This post is a part of Timeless Thoughts, a monthly link-up hosted by Georgie and Tara where bloggers share something they’ve missed from their past. OK. OK. That’s basically my entire blog, but I’m doing this anyway. Sue me.
It is very difficult for me to say where exactly I’m from. I’m technically from three places: New Jersey, New York and Florida. “Where are you from?” is one of the many questions I dread. If you want a surefire way for me to have an internal nervous breakdown, then all you have to do is bombard me with 25 questions about my life or personal preferences. My default answer when people ask me where I’m from is usually New York, despite spending the least amount of time there of the three places I’ve lived in. It’s where my heart belongs and where I’ve had my fondest childhood memories. When I visit my family in Queens, I often look at the houses and store fronts through a nostalgic lens because, honestly, you just don’t get the same feeling here in Florida. I moved to Florida when I was 12 and have been here since, but I just can’t say that I’m from Florida. I just can’t force myself to commit such a sin. Saying I’m from New Jersey is the same thing as saying I’m from Ohio. I just have no connection to it, despite spending most of my childhood there.

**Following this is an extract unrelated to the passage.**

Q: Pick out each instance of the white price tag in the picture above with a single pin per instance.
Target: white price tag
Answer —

As shared in this post, I would go to the Chinatown in New York, every weekend with my family when I was a child. I didn’t do anything particularly exciting. It was pretty much just a lot of waiting while my parents were running their errands. I was a child though, and I didn’t mind waiting. In my eyes, it was a tradition, and I couldn’t imagine not spending a weekend randomly browsing gaming, kawaii or hobby stores or eating at a variety of Chinese restaurants or grabbing something from an Asian bakery.
Taken from here
Having lived in Florida for almost two decades, I’ve long since realized that it’s just not possible to get the same feeling of nostalgia of New York City. I would often try to emulate the feeling by walking around various neighborhoods or going to the random stretch of downtown we call Chinatown here and being disappointed every single time. The thing that’s quintessential about the Chinatown in Manhattan is that it’s an endless sea of people, mostly Asians, of course, squeezing in a very dense area of storefronts with apartments or offices on top. Walking on a street alone with one-story buildings and a four lane street with cars whooshing by is just not the same and, sadly, it took me many years to realize that.